To conclude, I made the feature configurable, so that for each participant denoising can be enabled or disabled on the fly, depending on when/where it’s needed. The whole feature is optional, actually, since I made the RNNoise an optional, and not a mandatory, dependency for the AudioBridge plugin.

If you want to give this a try, you can refer to the pull request that contains the changes. The effort is basically complete, so it’s just there sitting and waiting for some more testing beyond my own. It will probably be merged soon, but not before the one implementing the changes described in the next section, which implement some deeper refactoring on how RTP packets are processed, and as a consequence would impact the RNNoise integration too.

Using libspeexdsp as a jitter buffer

While denoising is something that can help cleanup the incoming audio if the source is quite noisy, there’s another functionality that can have a considerable impact on audio quality, and that is a good jitter buffer.
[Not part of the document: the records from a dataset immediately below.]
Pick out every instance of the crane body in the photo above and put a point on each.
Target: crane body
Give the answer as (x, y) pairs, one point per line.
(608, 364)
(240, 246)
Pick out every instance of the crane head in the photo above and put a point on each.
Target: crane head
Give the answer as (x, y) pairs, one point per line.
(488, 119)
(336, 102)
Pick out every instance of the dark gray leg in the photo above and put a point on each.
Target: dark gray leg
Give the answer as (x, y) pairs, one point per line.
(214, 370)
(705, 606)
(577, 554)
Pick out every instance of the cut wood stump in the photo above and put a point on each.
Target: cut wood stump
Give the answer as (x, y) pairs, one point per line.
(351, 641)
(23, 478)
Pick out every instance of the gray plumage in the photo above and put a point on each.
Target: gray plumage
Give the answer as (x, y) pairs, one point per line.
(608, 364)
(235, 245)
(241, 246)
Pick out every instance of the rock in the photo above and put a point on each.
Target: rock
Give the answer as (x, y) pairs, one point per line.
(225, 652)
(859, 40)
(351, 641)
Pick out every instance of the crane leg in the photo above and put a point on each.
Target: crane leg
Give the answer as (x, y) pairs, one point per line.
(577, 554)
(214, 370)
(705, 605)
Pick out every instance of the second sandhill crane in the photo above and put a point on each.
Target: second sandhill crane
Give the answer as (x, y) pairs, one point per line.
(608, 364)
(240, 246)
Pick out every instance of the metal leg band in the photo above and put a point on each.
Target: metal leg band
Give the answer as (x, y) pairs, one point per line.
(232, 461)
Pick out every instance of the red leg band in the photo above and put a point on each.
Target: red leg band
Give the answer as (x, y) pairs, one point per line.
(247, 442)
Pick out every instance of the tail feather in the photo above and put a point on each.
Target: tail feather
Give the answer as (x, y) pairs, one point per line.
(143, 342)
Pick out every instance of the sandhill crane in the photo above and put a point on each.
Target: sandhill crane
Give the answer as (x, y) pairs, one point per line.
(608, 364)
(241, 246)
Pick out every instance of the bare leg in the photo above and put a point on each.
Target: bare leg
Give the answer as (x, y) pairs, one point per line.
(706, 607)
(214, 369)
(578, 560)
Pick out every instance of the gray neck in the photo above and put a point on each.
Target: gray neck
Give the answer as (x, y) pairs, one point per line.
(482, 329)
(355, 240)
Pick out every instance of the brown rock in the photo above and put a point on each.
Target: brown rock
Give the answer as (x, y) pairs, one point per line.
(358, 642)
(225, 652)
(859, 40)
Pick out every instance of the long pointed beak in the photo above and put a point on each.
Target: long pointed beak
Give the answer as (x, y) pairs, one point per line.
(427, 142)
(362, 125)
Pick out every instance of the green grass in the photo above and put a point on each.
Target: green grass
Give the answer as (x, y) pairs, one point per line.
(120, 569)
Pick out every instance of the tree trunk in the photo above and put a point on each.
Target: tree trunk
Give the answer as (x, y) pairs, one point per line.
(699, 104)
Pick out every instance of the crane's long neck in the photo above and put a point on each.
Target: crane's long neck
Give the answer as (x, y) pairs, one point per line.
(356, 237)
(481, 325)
That’s double as important in a component like the AudioBridge, that terminates audio connections itself. In fact, in plugins that just shove packets around like the VideoRoom, you don’t really have to worry about buffering anything yourself, since the recipient will take care of any effort that may be required because of jitter or delay on incoming packets; the AudioBridge plugin doesn’t have that luxury, since it must decode audio packets itself, meaning it must ensure packets are in the right order, and possibly timed correctly before passing them to the mixer, independently of any jitter or delay that occurred on incoming RTP packets before they got to Janus.

The existing AudioBridge plugin does have a basic jitter buffer implementation, but it admittedly was never that great. It basically relies on prebuffering a specific number of packets (a configurable value) to act as a cushion to try and absorb fluctuations in the network: packets are decoded as soon as they arrive and then added to a buffer, and only once that buffer fills for the very first time it’s made available to the mixer, thus providing a more consistent stream for mixing purposes. This works fine most of the times, but is not very robust to situations where, for instance, the whole buffer ends up getting empty because of severe jitter or delays: in that case, the decoder starts working in what could be described as a “hand-to-mouth” implementation, which of course can cause choppy audio or audio artifacts.

To solve this issue, rather than trying to reinvent the wheel and build a brand new jitter buffer from scratch, we decided to simply just reuse an existing and reliable implementation instead to use in the AudioBridge. The choice for that fell on the jitter buffer implementation in libspeexdsp, a very popular and widespread implementation used in a ton of real-time communication applications, that implements many other useful features beyond the buffer itself.

Unlike the integration of RNNoise, though, integrating this new jitter buffer required some more effort. Not because libspeexdsp has a complex API (it’s actually quite easy to use!) but because it required some rethinking on our end of the workflow of packet processing, and a refactoring of all that as a process.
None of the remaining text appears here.